The JSON is not particularly accessible when wanting to look over a large number of jobs by eye. Thankfully, the API Query Component will take this JSON and reformat it into a table according to the specified profile. These profiles can be found through Project → Manage API Profiles.

As indicated by our component properties, we are using the Matillion API and the 'Run History Details' RSD contained within. This RSD defines the conversion of the JSON data into a table format. For more information on API Profiles, see the API documentation.

Manipulating The Task History

The API Query Component stores the job data in a table that a Transformation job can use. In the Transformation job, the data is filtered to take only successful runs then has 2 SQL Components that reformat the start and end times. Finally these data streams are joined and columns are selected to output to a table.

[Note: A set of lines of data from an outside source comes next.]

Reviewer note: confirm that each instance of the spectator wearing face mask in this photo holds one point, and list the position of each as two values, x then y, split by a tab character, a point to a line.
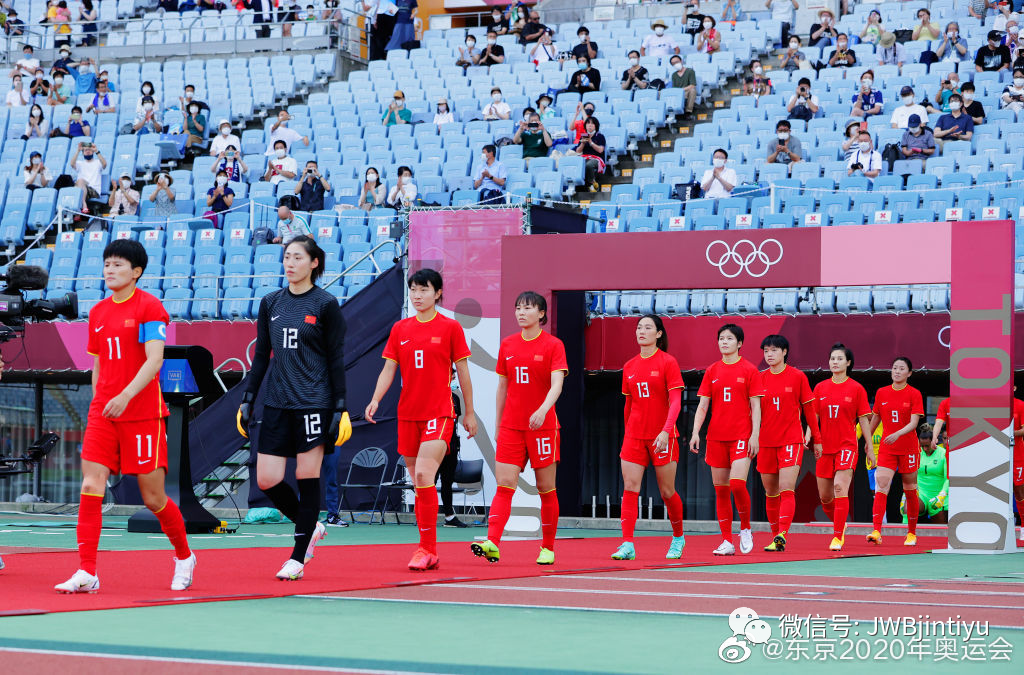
867	100
147	120
497	109
396	112
229	161
919	141
901	115
955	125
657	43
585	79
281	167
719	180
993	55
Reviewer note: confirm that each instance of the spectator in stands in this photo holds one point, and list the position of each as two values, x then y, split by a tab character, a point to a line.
865	160
396	112
281	131
804	103
16	97
402	196
973	108
76	126
919	141
872	29
709	40
823	34
792	57
585	79
867	100
163	197
229	161
890	52
952	47
491	176
684	78
719	180
282	166
586	47
124	198
534	137
102	101
993	55
36	174
658	43
147	120
37	126
635	77
373	192
497	109
1013	94
493	53
842	55
901	115
468	54
783	10
89	170
443	115
311	188
956	125
784	148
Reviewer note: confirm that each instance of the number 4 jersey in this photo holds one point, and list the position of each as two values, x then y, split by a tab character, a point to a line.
118	333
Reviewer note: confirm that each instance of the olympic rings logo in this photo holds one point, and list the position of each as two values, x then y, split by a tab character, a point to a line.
744	255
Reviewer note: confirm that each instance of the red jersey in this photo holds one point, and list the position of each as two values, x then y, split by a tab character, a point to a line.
784	395
648	382
839	407
527	366
118	333
425	351
730	387
895	409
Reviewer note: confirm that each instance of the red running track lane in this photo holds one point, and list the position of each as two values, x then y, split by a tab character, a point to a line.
669	591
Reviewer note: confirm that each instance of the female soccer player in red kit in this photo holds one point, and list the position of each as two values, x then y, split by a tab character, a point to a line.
423	348
731	387
786	391
652	386
900	407
126	431
841	403
530	369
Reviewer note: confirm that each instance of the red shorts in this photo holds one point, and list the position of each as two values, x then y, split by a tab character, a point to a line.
642	452
516	446
129	448
830	463
413	433
721	454
898	462
770	460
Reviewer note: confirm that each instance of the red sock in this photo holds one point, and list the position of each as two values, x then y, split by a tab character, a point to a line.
723	509
549	518
174	526
771	506
501	509
675	507
912	510
628	513
90	519
841	510
879	509
786	508
742	500
426	517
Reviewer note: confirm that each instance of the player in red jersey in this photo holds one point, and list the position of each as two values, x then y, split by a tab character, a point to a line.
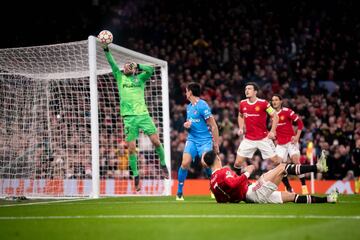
287	140
253	113
252	116
228	187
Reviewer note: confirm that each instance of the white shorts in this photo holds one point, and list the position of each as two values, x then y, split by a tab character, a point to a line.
263	192
287	149
248	147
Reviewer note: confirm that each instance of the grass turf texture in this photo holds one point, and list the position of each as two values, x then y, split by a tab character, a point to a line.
164	218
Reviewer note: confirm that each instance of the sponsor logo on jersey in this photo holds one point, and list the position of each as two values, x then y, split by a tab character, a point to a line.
250	115
194	120
131	85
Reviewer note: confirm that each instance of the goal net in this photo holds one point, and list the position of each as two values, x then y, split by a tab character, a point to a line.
61	131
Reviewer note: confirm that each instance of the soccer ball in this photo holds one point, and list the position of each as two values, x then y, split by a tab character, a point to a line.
105	37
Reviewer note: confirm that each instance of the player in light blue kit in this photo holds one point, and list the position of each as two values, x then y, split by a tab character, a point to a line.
203	134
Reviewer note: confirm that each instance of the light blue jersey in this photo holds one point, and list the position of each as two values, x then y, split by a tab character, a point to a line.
199	138
198	114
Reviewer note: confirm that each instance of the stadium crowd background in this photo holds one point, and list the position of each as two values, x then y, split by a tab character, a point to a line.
309	52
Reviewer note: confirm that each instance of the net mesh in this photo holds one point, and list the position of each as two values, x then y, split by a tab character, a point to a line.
45	144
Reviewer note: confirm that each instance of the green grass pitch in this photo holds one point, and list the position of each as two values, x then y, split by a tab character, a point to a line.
163	218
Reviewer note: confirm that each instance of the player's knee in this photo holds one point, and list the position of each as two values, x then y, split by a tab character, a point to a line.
155	140
281	168
238	162
132	148
277	160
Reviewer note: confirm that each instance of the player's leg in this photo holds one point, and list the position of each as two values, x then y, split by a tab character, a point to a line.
132	133
275	175
297	169
246	150
149	128
295	158
203	148
331	198
268	150
188	155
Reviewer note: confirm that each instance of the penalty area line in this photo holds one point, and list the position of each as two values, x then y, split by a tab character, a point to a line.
46	202
179	216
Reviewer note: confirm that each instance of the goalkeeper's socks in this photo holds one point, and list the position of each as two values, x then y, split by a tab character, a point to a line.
208	172
182	173
297	169
133	164
160	152
309	199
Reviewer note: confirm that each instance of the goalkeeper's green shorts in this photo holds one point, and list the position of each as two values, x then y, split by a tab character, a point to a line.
133	124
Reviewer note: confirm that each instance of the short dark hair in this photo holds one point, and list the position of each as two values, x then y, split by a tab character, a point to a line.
194	88
209	158
254	84
277	95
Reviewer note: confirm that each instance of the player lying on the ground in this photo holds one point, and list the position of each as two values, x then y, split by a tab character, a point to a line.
227	186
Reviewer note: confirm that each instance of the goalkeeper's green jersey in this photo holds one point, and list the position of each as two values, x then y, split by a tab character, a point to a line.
131	88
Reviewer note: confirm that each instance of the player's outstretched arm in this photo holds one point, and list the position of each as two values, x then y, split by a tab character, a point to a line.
146	73
114	67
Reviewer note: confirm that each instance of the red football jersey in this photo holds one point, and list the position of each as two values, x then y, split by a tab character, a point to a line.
284	129
255	118
227	186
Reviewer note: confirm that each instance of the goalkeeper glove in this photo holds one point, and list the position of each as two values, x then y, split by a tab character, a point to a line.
105	47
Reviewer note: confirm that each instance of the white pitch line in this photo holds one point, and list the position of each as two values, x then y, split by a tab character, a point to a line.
48	202
174	216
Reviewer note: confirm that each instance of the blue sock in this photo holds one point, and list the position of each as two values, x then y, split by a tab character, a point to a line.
208	172
182	173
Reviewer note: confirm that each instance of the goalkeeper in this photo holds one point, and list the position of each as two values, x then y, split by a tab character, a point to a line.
134	111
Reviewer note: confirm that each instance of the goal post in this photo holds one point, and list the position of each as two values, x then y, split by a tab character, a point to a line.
61	130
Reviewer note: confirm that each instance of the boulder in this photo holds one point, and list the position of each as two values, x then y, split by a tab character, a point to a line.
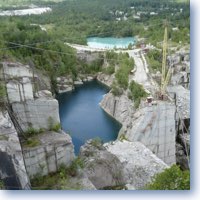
120	163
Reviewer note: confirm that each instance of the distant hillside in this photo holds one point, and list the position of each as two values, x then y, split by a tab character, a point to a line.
5	3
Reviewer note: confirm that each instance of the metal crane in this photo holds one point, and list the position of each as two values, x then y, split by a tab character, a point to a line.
165	77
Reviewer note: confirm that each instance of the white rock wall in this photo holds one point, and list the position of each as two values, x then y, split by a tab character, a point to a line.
37	113
154	126
12	167
55	149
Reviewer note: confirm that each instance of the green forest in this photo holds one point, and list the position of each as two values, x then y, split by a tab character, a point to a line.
22	39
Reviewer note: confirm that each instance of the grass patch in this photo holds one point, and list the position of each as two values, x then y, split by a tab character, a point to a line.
31	142
172	178
4	137
59	180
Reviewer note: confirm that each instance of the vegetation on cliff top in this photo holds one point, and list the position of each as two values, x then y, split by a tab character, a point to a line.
172	178
60	180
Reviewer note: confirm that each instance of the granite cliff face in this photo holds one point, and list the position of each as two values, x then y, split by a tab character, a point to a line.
12	166
36	110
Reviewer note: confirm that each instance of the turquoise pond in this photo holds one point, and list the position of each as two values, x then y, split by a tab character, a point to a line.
109	42
83	118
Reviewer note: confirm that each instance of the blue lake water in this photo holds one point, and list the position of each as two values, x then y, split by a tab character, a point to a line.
110	42
83	118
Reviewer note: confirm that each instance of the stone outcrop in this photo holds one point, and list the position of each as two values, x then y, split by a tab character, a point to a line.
106	79
12	167
54	149
67	84
38	114
117	163
121	108
152	125
36	110
31	108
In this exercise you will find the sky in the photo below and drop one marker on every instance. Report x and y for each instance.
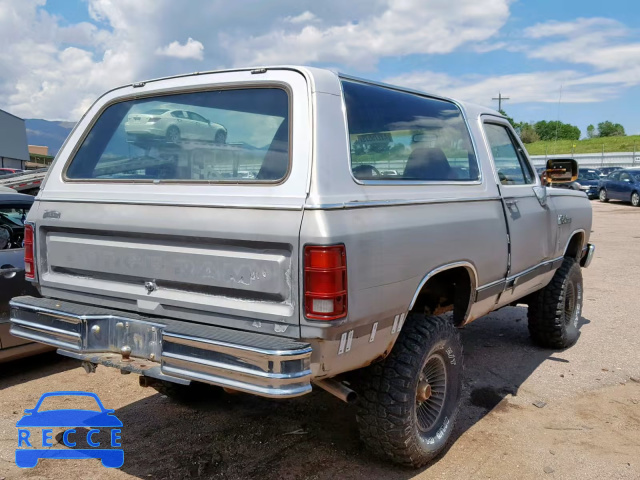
(573, 60)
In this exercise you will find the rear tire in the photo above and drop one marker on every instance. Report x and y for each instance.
(554, 311)
(409, 402)
(603, 196)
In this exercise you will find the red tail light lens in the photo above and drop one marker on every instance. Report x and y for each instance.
(325, 282)
(29, 263)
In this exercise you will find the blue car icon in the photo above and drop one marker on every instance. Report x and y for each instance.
(69, 419)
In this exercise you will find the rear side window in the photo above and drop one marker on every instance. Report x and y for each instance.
(235, 136)
(509, 159)
(401, 136)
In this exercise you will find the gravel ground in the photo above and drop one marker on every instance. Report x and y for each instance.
(588, 428)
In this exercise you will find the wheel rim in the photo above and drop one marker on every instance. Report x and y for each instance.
(570, 302)
(431, 392)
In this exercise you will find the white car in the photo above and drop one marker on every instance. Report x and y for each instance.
(173, 126)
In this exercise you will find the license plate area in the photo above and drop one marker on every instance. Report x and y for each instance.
(127, 337)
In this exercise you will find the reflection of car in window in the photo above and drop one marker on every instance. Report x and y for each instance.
(172, 126)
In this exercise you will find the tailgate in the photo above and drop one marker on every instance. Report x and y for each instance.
(179, 261)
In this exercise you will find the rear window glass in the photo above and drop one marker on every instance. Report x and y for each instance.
(236, 136)
(402, 136)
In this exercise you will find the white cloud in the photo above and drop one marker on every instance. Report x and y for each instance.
(400, 27)
(192, 49)
(538, 87)
(304, 17)
(598, 42)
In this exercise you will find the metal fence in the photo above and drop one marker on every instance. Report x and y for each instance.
(595, 160)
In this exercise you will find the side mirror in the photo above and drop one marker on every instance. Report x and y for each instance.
(561, 170)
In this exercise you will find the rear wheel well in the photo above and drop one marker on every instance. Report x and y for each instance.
(445, 291)
(574, 247)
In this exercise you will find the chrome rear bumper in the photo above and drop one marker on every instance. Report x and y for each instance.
(167, 349)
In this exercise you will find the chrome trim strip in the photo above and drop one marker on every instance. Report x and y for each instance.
(46, 329)
(512, 278)
(276, 392)
(191, 341)
(54, 313)
(275, 370)
(397, 203)
(233, 368)
(174, 204)
(490, 289)
(21, 332)
(442, 268)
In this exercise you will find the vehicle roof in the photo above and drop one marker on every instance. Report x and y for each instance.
(320, 77)
(7, 197)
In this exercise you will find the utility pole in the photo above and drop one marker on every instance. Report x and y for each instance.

The task_table contains the returned table from the API Query Component - task data that has been taken from the JSON string that the Matillion API returns.

It can be seen that several jobs have failed and for our report, we're concentrated on the successful runs. The best way to remove the failed rows is to add a Filter Component and set it up to filter any rows where the 'state' column is not 'SUCCESS'

This filter returns only successful rows from task_table.

 
Using SQL To Reformat Task History

Now we can use the SQL Component to change the dates to a readable format using the two SQL lines, one in each component:

SELECT TIMESTAMP 'epoch' + convert(bigint, starttime/1000) * INTERVAL '1 Second ' as startdate ,* from task_table
SELECT TIMESTAMP 'epoch' + convert(bigint, endtime/1000) * INTERVAL '1 Second ' as enddate ,* from task_table

And the Join Component is used to take data from these sources (termed A and B in the Join Component) and return a single table.

Joining two Task History tables.

The two tables are compared such that we use the id and componentname columns to ensure rows from A and B are the same so we can take the enddate from B and match to the correct row in A. We have mapped the new formatted columns 'startdate' and 'enddate' to the old timestamps 'starttime' and 'endtime' respectively. We can also omit any columns that are unwanted.

This data is then written to task_table using the Rewrite Table Component. The data can be checked using the Sample tab of either the Join or Rewrite Table Component.

From the sample, the starttime and endtime appear to have been reformatted correctly and the desired columns are present. This data will remain in task_table which will be written to an S3 Bucket by the S3 Unload Component in the Orchestration job.